This week was chock-full-o nuts and I managed to crunch into every single one on the tooth that I chipped back in 1985 when that drunk lady hit my car.

First up you threw the racists right at me as I was cruising down the highway of life.

 So you ask did I forgive and move on?

Well…come on you know I didn’t.

There was this Anti-Mexican Group that protested in Seattle because they think that Mexico wants to invade the United States and Canada and that from there they plan on taking over the world.

Of course there was a Counter Protest and in the course of events-

Beer Cans and Water Balloons were thrown by Counter Protestors.

I don’t know which set me off the water balloons or beer cans.

Like were the balloons full of beer

or not?

Just curious.

I mean either or, the result was very chuckleicious.

And then of course I must’ve taken your name in vain about a million times in ten seconds after hearing that  this bridge here in Washington collapsed as a flatbed truck carrying an excavator drove across it.

I know it was like a sign from you.

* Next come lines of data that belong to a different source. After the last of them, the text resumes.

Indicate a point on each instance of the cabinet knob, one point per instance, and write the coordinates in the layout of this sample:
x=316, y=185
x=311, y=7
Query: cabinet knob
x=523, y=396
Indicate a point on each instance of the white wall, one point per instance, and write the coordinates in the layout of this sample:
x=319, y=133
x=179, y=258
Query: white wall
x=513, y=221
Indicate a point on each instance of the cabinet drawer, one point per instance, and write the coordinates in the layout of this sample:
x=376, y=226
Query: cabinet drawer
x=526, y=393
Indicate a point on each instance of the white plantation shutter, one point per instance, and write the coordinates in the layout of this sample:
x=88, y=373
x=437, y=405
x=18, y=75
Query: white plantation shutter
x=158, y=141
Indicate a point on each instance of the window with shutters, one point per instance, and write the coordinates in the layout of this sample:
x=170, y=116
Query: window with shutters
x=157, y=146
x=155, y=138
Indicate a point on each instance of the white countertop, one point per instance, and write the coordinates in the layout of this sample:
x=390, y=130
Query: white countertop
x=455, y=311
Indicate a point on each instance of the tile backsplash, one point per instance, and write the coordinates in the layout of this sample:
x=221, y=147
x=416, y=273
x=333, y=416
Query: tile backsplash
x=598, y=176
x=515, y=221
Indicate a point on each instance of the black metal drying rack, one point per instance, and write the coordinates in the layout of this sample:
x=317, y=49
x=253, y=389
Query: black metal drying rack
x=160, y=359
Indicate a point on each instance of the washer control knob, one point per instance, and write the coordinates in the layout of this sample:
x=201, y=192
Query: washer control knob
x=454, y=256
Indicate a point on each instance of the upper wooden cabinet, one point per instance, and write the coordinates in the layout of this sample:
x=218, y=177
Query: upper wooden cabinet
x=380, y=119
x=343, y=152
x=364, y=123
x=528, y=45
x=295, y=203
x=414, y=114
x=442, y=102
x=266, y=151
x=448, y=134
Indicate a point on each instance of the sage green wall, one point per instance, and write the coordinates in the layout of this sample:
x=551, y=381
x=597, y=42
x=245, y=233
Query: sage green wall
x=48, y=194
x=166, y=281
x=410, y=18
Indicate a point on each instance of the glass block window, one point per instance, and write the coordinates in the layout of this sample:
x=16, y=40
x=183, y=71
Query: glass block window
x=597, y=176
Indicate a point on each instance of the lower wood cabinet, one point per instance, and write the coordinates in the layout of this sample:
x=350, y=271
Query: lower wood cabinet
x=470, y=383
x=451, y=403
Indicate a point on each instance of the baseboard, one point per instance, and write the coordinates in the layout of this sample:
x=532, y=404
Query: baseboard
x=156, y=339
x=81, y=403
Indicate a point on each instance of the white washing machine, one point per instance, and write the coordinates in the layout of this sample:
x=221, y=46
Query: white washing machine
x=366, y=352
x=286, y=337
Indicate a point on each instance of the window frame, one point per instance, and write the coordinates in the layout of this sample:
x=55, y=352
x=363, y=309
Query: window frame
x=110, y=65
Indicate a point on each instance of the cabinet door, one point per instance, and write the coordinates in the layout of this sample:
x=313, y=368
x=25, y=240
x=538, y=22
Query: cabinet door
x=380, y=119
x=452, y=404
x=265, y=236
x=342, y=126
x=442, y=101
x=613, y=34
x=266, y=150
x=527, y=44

But the thing is I’m not sure what the sign meant.

I’m willing to chalk that one up to one of those God Mysteries and walk away from it.

And I know how amused you are by the local stuff from the County I live in otherwise weird stuff like this wouldn’t keep happening:

Like there was a LONNGGGG newspaper story about what it’s like to work in McDonalds.

Here it is in short form:

In the Service Industry you get treated like a Servant.

That sucks.

End of story.

They must pay per word at the Herald.

Mountlake Terrace made it into Wikipedia. You did that right? I mean, who the Hell else would pull a stunt like that? Oh wait….yeah that figures.

So there it is God, at every turn I had a chance to float above it all and make you proud. Instead, I sprayed Pam on the my sled and shot my way straight down every single slope you put me on top of.

It was darn fine ride.

At any rate I want to see how you top this week.

You have your work cut out for you, but I guess you know that.